Franz Hessel (1880-1941)
© Sammlung Flügge
Zum heutigen Geburtstag des großartigen Flaneurs und Schriftstellers Franz Hessel (21. November 1880 – 6. Januar 1941) erinnert der DANDY-CLUB an den Freund von Walter Benjamin mit der Rezension von Hessels Roman-Wiederentdeckung Heimliches Berlin.
Franz Hessel: Heimliches Berlin, Roman. Mit einem Nachwort von Manfred Flügge. 160 Seiten, gebunden in Halbleinen, Lesebändchen, 19,40 Euro.
1955 ist der damals 23jährige, angehende Filmemacher François Truffaut bei einem Bouquinisten am Palais Royal. Er entdeckt ein Exemplar des Romans Jules et Jim von Henri-Pierre Roché, der zwei Jahre zuvor bei Gallimard erschienen war. Der Roman hatte das Publikum überfordert: Nicht nur handelte er von einer Dreiecksbeziehung, sondern auch noch von einer deutsch-französischen. Dafür war die Zeit so wenige Jahre nach dem Krieg noch nicht reif.
Truffaut dagegen war von dem Buch begeistert. Er kauft es sofort und besucht den Autoren, um mit ihm über eine Verfilmung zu sprechen. Erst 1959 jedoch hatte er das Filmprojekt finanziell gesichert. Eine Hauptdarstellerin zu finden, war für ihn leichter: Jeanne Moreau. Roché sieht ihre Photos und ist sofort begeistert: Sie ähnele der Protagonisten Kathe sehr. Im April 1959 – vier Tage vor dem vereinbarten Treffen mit der Schauspielerin – stirbt Roché.

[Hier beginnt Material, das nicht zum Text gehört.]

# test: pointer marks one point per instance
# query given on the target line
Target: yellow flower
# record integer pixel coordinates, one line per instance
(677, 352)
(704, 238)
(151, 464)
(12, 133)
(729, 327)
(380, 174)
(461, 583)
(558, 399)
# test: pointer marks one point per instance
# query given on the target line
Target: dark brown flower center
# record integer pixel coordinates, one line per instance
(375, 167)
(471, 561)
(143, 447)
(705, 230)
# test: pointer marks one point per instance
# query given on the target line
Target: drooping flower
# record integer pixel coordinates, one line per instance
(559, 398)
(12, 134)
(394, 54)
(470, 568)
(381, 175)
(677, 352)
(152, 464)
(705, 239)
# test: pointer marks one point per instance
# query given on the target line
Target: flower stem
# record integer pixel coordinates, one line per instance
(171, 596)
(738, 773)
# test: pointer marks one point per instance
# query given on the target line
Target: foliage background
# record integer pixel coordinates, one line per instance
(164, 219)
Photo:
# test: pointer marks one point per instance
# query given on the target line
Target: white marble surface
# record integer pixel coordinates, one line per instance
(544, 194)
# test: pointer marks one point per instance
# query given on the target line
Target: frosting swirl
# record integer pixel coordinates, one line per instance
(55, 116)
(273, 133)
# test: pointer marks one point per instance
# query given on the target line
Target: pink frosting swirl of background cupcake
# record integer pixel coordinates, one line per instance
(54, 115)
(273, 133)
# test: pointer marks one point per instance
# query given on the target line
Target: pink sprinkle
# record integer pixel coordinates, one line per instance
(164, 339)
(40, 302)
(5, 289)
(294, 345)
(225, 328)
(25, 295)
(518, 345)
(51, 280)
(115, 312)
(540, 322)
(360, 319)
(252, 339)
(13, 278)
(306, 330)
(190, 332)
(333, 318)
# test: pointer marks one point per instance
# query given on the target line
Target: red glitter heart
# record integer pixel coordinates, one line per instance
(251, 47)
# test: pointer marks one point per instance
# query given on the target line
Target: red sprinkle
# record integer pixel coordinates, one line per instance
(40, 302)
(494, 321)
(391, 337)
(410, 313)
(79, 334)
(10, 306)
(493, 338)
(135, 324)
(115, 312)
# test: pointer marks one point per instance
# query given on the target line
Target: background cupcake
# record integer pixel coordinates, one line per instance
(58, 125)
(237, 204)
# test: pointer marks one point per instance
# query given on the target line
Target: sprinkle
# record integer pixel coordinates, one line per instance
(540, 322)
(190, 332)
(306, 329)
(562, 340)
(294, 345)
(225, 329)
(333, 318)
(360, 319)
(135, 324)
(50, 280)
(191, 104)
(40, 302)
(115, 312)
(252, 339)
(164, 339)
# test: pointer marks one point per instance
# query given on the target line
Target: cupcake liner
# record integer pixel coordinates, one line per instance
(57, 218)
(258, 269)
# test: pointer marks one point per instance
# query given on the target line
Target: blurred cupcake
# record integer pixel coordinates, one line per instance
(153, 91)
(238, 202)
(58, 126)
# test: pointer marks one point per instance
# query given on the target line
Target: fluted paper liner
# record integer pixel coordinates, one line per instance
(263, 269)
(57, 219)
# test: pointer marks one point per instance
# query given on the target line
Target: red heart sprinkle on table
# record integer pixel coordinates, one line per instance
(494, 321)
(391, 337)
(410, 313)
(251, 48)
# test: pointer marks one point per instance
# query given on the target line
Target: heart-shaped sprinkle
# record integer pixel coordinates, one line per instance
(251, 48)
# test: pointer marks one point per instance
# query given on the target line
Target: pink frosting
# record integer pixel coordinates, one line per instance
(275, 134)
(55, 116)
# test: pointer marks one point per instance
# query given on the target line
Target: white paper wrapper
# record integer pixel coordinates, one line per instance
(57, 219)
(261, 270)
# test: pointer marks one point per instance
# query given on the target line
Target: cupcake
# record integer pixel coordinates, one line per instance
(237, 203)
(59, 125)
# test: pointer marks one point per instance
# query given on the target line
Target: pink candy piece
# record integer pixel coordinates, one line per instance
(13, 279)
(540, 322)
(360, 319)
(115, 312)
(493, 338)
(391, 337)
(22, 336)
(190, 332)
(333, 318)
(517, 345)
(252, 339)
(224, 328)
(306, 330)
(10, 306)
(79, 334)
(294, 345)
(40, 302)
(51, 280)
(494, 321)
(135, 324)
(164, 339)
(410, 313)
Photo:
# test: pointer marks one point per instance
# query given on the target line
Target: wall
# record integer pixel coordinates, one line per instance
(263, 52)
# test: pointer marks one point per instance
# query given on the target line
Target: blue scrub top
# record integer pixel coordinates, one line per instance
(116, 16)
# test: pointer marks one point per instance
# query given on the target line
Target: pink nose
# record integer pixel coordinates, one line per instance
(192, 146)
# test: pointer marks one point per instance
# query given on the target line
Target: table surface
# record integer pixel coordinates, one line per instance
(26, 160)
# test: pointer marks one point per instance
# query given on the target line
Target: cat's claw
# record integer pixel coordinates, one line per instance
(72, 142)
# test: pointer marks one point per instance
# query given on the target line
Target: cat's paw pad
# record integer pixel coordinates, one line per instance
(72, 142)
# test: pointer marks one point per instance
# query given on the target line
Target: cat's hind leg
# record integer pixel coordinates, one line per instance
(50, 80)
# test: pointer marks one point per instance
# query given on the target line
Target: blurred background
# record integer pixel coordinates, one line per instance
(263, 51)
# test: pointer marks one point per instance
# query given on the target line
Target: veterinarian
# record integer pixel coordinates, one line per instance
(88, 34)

Der Film wurde ein großer Erfolg und zog auch die Romanvorlage wieder ans Tageslicht, die nun neue Auflagen erlebte. Franz Hessels Roman Heimliches Berlin behandelt denselben Stoff, ebendiese Dreiecksbeziehung, ist jedoch kaum allgemein bekannt. Dabei hat die Erzählung das Gegenteil verdient. Aber was heißt eigentlich Erzählung. Der Text besteht aus 13 einzelnen Szenen, die kunstvoll verwoben werden. Dem Leser wird auf höherer Ebene bewusst, dass die eine Handlung weitergeht. Hessel legt seinen Figuren die Worte in den Mund; sprachgewandt, tiefgründig, manchmal skurril. Die wabernde Metropole Berlin der 1920er Jahre ist zugleich Bühne wie Hintergrund, der als Bühnenbild quasi un-anwesend ist. Die Handlung ist eine surrealistische; sie schreitet wie in Schwarz-Weiß-Bildern durch eine dunkle Regennacht.
Dem Leser fällt nicht auf, dass es nur »die Geschichte eines Abends, einer Nacht, eines Tages und wieder eines Abends« ist, wie Manfred Flügge in seinem wunderbaren Nachwort schreibt. Dies so genannte Nachwort ist ein eigenes Essay, ein Text von eigenem literarischem Rang, der Hessels Erzählung trüffelt.
Die Sprache Hessels ist das wohl Herausragendste an der Geschichte. Man kann manche Sätze mehrmals lesen, um das Raffinement ihrer Dramaturgie zu erfassen. Manfred Flügge nennt sie »genau und schwebend zugleich«. Zu Anfang beschreibt Franz Hessel seinen Protagonisten Wendelin mit bildmächtigen Worten:
»Er trank nur wenig, sah aber schon nach dem ersten Glase Menschen und Dinge in der flächigen Ferne, die ein glücklicher Rausch ihnen gibt, fühlte sich allen, die ihn ansahen, ansprachen, anfaßten, wunderbar und gleichmäßig hingegeben, sprach selbst leise und wenig und erwiderte die Berührungen der anderen kaum. So verging ihm der Abend in schöner Undeutlichkeit, und was mit ihm geschehen, erlebte er eigentlich erst, als er am nächsten Morgen erwachte.«
Heimliches Berlin ist ein paradoxer Roman. Ein Zeit-Roman, in dem die Zeit präsent ist als Gegenwärtigkeit des ungeheuren Augenblicks. Und zugleich völlig zu verschwinden scheint hinter der Kulisse des einnehmenden Geschehens.
Als literarische Wieder-Entdeckung ein Diamant!